Damals zeigte das Instrument die erwünschte Wirkung.


Thiele: Ja, diese Art von Herauskaufprogrammen sind freiwillig und können Anreize auslösen, die zu erheblichen Mengenreduzierungen führen. Zusätzlich haben sie sicherlich einen positiven Preiseffekt, der allerdings schwer messbar ist und sehr viel geringer ausfällt als häufig erwartet wird. Diese staatliche Maßnahme würde allerdings den EU-Haushalt belasten. Sie beinhaltet aber wenig Marktverzerrungen, da es ein freiwilliges Angebot mit hohen Anreizen für kostengünstige Produzenten ist. Die Freiwilligkeit ist hier entscheidend! Das EU-Parlament schlägt aber mit dem Art. 219b zusätzlich eine Abgabe für Milcherzeuger vor, die ihre Produktion in der Krisenzeit steigern. Wer also Gas gibt, wird bestraft.


Ein Bonus-Malus-System?


Thiele: Genau. Dieser zweite Teil entspricht aus meiner Sicht einer temporären Variante des Milchquotensystems mit verringerter Superabgabe. Ich erwarte ähnliche Effekte wie wir sie vom früheren Quotensystem kennen: Hohe Umverteilungs-, Gerichts- und Administrationskosten. Es wird viele Ausnahmen geben, warum Betriebe ihre Produktion steigern müssen. Kostengünstige Betriebe werden bestraft, die möglicherweise gleichzeitig versuchen die Kosten von z.B. höheren Umwelt-, Klima-und Tierwohlstandards aufzufangen. Aus meiner Sicht kann es für einzelne Betriebe aber sinnvoll sein, Mengen zu erhöhen. Wenn sie zum Beispiel zukunftsorientiert mit hohen Standards arbeiten und damit die regionale Wertschöpfung bereichern. Auch diese Landwirte würden mit dem System benachteiligt.


Wie geht es jetzt weiter?


Thiele: Portugal hat zu Jahresbeginn die EU-Ratspräsidentschaft übernommen und möchte die Diskussionspunkte noch im ersten Quartal geklärt haben.
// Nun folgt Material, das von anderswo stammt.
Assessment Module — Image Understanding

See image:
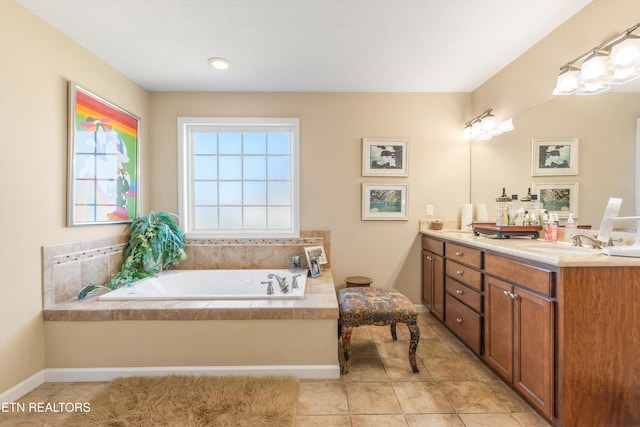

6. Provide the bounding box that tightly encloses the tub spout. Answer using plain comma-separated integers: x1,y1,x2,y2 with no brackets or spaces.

Ist es realistisch, dass die Vorschläge des EP so durchkommen?


Thiele: Ich denke nicht. Eventuell nur der Art. 219a bei Betonung der Freiwilligkeit! Angesichts der zukünftigen gesellschaftlichen Herausforderungen wie Klima- und Umweltschutz, Tierwohl und Regionalität an die Wertschöpfungskette Milch geht es zukünftig nicht mehr um eine Rückkehr in die alten Systeme der Milchmarktpolitik. Vielmehr zählen neue intelligente Anreize für Anpassungsmaßnahmen und zur Abfederung der vielen zusätzlichen Kosten für die Milcherzeuger. Ich gehe davon aus, dass diese ohnehin zu einem Abbremsen der Milchanlieferungsmengen führen.


Angenommen, die Vorschläge des Parlaments würden tatsächlich eintreten. Könnten die deutschen Milcherzeuger ab 2023 langfristig mit mehr Milchgeld rechnen?


Thiele: Zu langfristig höheren Milchgeldzahlungen, deutlich über die internationalen Preise hinaus, wird es nur kommen, wenn die Zusatzleistungen der Milcherzeugung kompensiert werden. Entweder über eine notwendige höhere Zahlungsbereitschaft für Milchprodukte im Regal oder über staatliche Prämien, die ins Milchgeld hineingerechnet werden. Neue einzelbetrieblich ausgestaltete Preisliefermodelle (z.B. Festpreismodelle) bieten die Möglichkeit, Milchpreise zumindest zu stabilisieren.